Grenn bent to scoop up a split log, and tossed it into the fire.
“I used to be scared of Jon, whenever I had to fight him. He
was so quick, and he fought like he meant to kill me.” The
green damp wood sat in the flames, smoking before it took fire.
“I never said, though. Sometimes I think everyone is just
pretending to be brave, and none of us really are. Maybe pretending
is how you get brave, I don’t know. Let them call you Slayer,
who cares?”
“You never liked Ser Alliser to call you
Aurochs.”
“He was saying I was big and stupid.” Grenn
scratched at his beard. “If Pyp wanted to call me Aurochs,
though, he could. Or you, or Jon. An aurochs is a fierce strong
beast, so that’s not so bad, and I am big, and getting
bigger. Wouldn’t you rather be Sam the Slayer than Ser
Piggy?”
“Why can’t I just be Samwell Tarly?” He sat
down heavily on a wet log that Grenn had yet to split. “It
was the dragonglass that slew it. Not me, the
dragonglass.”
He had told them. He had told them all. Some of them
didn’t believe him, he knew. Dirk had shown Sam his dirk and
said, “I got iron, what do I want with glass?” Black
Bernarr and the three Garths made it plain that they doubted his
whole story, and Rolley of Sisterton came right out and said,
“More like you stabbed some rustling bushes and it turned out
to be Small Paul taking a shit, so you came up with a
lie.”
But Dywen listened, and Dolorous Edd, and they made Sam and
Grenn tell the Lord Commander. Mormont frowned all through the tale
and asked pointed questions, but he was too cautious a man to shun
any possible advantage. He asked Sam for all the dragonglass in his
pack, though that was little enough. Whenever Sam thought of the
cache Jon had found buried beneath the Fist, it made him want to
cry. There’d been dagger blades and spearheads, and two or
three hundred arrowheads at least. Jon had made daggers for
himself, Sam, and Lord Commander Mormont, and he’d given Sam a spearhead, an old broken
horn, and some arrowheads. Grenn had taken a handful of arrowheads
as well, but that was all.
So now all they had was Mormont’s dagger and the one Sam
had given Grenn, plus nineteen arrows and a tall hardwood spear
with a black dragonglass head. The sentries passed the spear along
from watch to watch, while Mormont had divided the arrows among his
best bowmen. Muttering Bill, Garth Greyfeather, Ronnel Harclay,
Sweet Donnel Hill, and Alan of Rosby had three apiece, and Ulmer
had four. But even if they made every shaft tell, they’d soon
be down to fire arrows like all the rest. They had loosed hundreds
of fire arrows on the Fist, yet still the wights kept coming. It will not be enough, Sam thought. Craster’s sloping
palisades of mud and melting snow would hardly slow the wights,
who’d climbed the much steeper slopes of the Fist to swarm
over the ringwall. And instead of three hundred brothers drawn up
in disciplined ranks to meet them, the wights would find forty-one
ragged survivors, nine too badly hurt to fight. Forty-four had come
straggling into Craster’s out of the storm, out of the
sixty-odd who’d cut their way free of the Fist, but three of
those had died of their wounds, and Bannen would soon make
four.
“Do you think the wights are gone?” Sam asked Grenn.

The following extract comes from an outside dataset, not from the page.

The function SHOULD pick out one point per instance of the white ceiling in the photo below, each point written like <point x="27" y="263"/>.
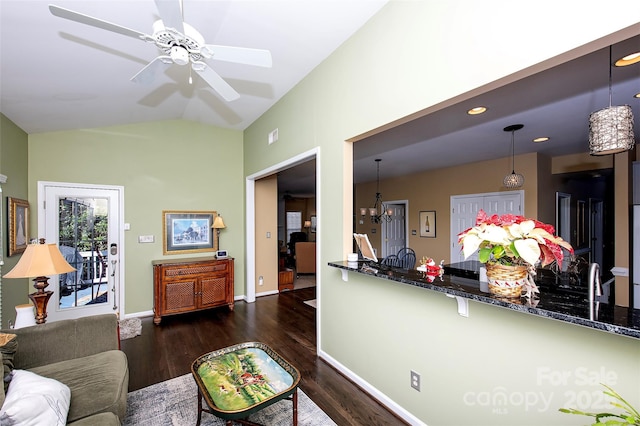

“Why don’t they come finish us?”
“They only come when it’s cold.”
“Yes,” said Sam, “but is it the cold that
brings the wights, or the wights that bring the cold?”
“Who cares?” Grenn’s axe sent wood chips
flying. “They come together, that’s what matters. Hey,
now that we know that dragonglass kills them, maybe they
won’t come at all. Maybe they’re frightened of us
now!”
Sam wished he could believe that, but it seemed to him that when
you were dead, fear had no more meaning than pain or love or duty.
He wrapped his hands around his legs, sweating under his layers of
wool and leather and fur. The dragonglass dagger had melted the
pale thing in the woods, true . . . but Grenn
was talking like it would do the same to the wights. We don’t
know that, he thought. We don’t know anything, really. I wish
Jon was here. He liked Grenn, but he couldn’t talk to him the
same way. Jon wouldn’t call me Slayer, I know. And I could
talk to him about Gilly’s baby. Jon had ridden off with
Qhorin Halfhand, though, and they’d had no word of him since.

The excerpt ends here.